Eppure, volano. Merito della regia dell’inglese David Lean, uno dei più grandi della storia del cinema (diresse anche Il dottor Zivago e Il ponte sul fiume Kwai); merito soprattutto dell’interpretazione di Peter O’Toole, al suo esordio, di una bravura e di una bellezza da lasciare senza fiato. Può sembrare incredibile ma non vinse l’Oscar per il miglior attore: bisogna ammettere che competeva con altri giganti dello schermo, Gregory Peck, che vinse per Il buio oltre la siepe, Marcello Mastroianni per La Dolce Vita, Burt Lancaster per L’uomo di Alcatraz e Jack Lemmon per I giorni del vino e delle rose, ma con il senno di poi la statuetta sarebbe dovuta andare a lui, che non ripeté mai più una performance dello stesso livello. Candidato a dieci Oscar, Lawrence d’Arabia ne vinse comunque sette, incluso miglior film e migliore regista.

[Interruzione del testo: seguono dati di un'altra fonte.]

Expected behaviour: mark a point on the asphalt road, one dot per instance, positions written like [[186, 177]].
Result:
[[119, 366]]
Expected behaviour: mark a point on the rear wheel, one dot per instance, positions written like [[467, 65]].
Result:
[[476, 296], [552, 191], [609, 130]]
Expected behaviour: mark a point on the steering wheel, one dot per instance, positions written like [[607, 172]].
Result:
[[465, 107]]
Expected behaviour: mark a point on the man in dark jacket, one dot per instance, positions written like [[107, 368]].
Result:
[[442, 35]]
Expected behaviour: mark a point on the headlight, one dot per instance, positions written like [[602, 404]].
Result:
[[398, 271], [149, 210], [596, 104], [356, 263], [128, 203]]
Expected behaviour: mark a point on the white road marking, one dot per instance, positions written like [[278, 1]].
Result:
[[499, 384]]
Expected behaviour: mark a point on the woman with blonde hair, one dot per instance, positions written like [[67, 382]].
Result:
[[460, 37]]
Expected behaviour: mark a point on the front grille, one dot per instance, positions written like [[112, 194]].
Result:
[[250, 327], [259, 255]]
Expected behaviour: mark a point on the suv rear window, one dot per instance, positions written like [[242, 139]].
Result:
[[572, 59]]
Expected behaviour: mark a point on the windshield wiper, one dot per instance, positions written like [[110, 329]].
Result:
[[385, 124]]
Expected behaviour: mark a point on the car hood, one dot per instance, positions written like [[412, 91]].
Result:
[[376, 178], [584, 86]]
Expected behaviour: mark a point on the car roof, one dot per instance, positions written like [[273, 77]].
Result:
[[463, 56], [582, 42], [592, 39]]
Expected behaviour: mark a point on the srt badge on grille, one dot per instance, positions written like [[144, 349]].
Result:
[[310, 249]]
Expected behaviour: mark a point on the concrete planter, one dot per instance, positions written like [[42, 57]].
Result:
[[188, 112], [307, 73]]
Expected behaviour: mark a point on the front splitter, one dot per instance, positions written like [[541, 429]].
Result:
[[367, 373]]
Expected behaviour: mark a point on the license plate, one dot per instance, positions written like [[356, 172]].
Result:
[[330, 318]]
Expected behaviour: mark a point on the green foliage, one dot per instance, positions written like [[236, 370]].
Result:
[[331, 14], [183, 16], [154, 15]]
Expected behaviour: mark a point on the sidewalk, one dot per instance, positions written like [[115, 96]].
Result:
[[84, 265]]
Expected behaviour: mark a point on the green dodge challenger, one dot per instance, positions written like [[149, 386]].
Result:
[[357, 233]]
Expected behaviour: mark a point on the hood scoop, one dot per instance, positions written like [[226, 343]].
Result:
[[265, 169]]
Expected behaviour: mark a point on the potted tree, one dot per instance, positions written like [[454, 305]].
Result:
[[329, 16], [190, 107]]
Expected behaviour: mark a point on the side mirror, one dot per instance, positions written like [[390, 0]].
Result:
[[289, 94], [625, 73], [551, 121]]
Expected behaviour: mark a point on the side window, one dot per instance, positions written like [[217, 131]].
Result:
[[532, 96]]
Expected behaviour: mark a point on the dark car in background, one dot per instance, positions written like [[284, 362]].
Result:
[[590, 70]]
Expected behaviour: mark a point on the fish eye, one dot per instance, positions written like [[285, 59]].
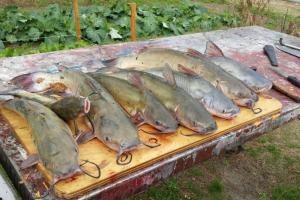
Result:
[[158, 123]]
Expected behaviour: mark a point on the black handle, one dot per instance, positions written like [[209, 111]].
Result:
[[294, 80], [270, 52]]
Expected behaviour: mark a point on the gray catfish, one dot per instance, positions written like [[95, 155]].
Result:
[[56, 148], [252, 79], [111, 124], [213, 100], [68, 108], [187, 110], [158, 57], [140, 104]]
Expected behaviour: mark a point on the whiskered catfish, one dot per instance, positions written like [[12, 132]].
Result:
[[219, 78], [187, 110], [252, 79], [68, 108], [111, 125], [212, 99], [140, 104], [56, 147]]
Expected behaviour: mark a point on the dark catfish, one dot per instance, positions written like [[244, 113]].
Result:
[[213, 100], [187, 110], [140, 104], [159, 57], [111, 124], [252, 79], [56, 148]]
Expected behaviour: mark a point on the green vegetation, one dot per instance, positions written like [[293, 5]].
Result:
[[53, 27]]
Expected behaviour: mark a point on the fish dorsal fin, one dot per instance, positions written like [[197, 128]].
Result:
[[169, 75], [30, 161], [84, 137], [135, 79], [143, 49], [194, 53], [110, 62], [212, 50], [186, 70]]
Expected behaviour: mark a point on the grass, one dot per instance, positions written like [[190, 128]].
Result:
[[286, 193], [267, 169]]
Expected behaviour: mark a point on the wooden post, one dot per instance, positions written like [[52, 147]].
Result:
[[77, 19], [133, 21]]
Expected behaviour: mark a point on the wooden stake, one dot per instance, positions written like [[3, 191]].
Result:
[[133, 21], [77, 19]]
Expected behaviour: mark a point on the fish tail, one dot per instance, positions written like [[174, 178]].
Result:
[[212, 50], [110, 62], [24, 81]]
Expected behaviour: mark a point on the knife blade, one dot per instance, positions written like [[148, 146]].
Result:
[[288, 50], [292, 79]]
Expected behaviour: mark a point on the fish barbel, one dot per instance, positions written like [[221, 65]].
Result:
[[180, 61]]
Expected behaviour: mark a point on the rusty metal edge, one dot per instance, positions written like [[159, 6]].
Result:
[[243, 135], [11, 169], [247, 133]]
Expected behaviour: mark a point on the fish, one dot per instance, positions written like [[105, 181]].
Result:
[[140, 104], [212, 99], [147, 58], [57, 150], [68, 108], [189, 113], [111, 125], [252, 79]]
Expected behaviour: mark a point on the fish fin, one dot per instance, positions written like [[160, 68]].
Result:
[[110, 62], [169, 75], [212, 50], [30, 161], [186, 70], [107, 69], [137, 119], [24, 81], [136, 80], [144, 48], [84, 137], [194, 53]]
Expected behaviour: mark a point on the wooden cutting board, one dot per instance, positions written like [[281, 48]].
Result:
[[142, 157]]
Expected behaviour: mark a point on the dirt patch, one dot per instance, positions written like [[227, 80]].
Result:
[[266, 168]]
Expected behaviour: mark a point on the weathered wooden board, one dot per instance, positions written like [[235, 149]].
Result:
[[171, 144], [244, 44]]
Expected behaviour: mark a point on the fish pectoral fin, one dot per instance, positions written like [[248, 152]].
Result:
[[84, 137], [137, 119], [31, 160], [109, 63], [136, 80], [186, 70], [194, 53], [169, 75], [212, 50]]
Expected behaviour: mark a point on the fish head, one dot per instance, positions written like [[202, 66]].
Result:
[[39, 81], [196, 118], [157, 115], [117, 132], [61, 167], [240, 94], [128, 145], [220, 106]]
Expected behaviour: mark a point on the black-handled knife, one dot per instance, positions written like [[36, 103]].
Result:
[[292, 79]]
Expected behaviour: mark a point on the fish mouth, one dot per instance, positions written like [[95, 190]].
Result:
[[70, 174], [248, 103], [205, 130], [232, 113], [25, 81]]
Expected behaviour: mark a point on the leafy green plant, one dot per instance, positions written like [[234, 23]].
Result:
[[99, 24]]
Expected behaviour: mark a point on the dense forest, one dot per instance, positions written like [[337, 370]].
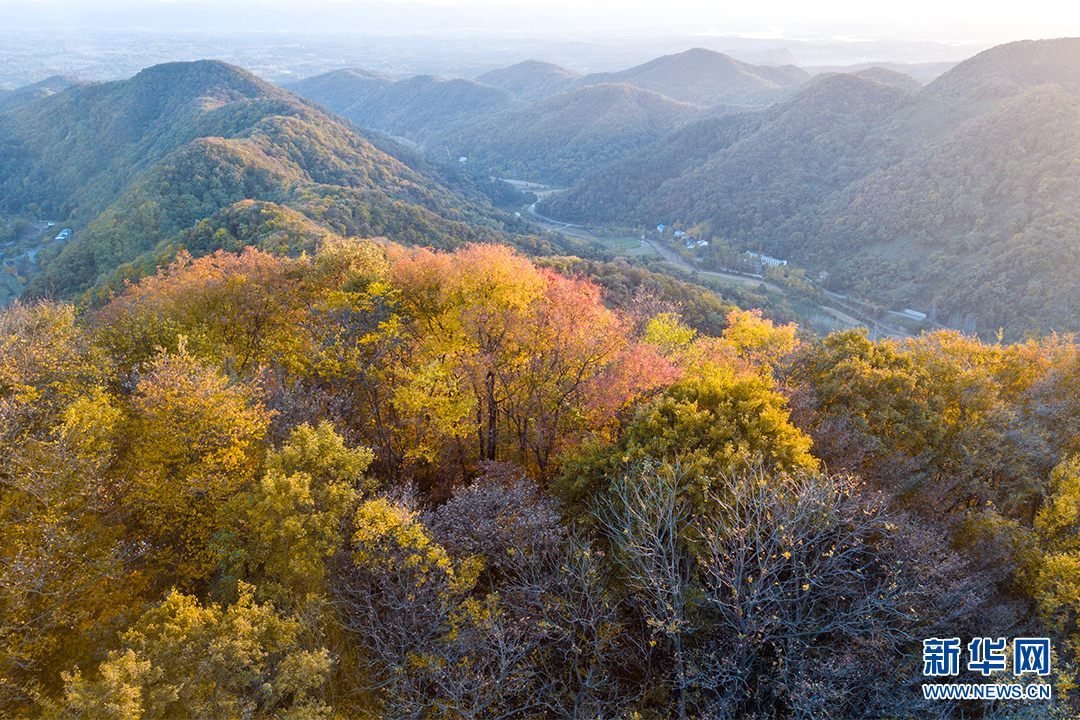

Magari approfittando delle vacanze di Natale, prendetevi il tempo per guardarlo: non ve ne pentirete.
Anzi, vi verrà voglia di saperne di più, di leggere il libro del colonnello Lawrence, o una sua biografia. E risentirete a lungo nelle orecchie la colonna sonora del film, dal momento in cui la storia passa dal funerale del protagonista, morto per un incidente in motocicletta al ritorno in Inghilterra, all’epica della sua sfida nel deserto.
“Perché le piace tanto il deserto, colonnello?” gli chiede, leggermente disgustato, un altro ufficiale britannico.
“Perché è pulito”, risponde Lawrence, e non c’è bisogno di aggiungere altro.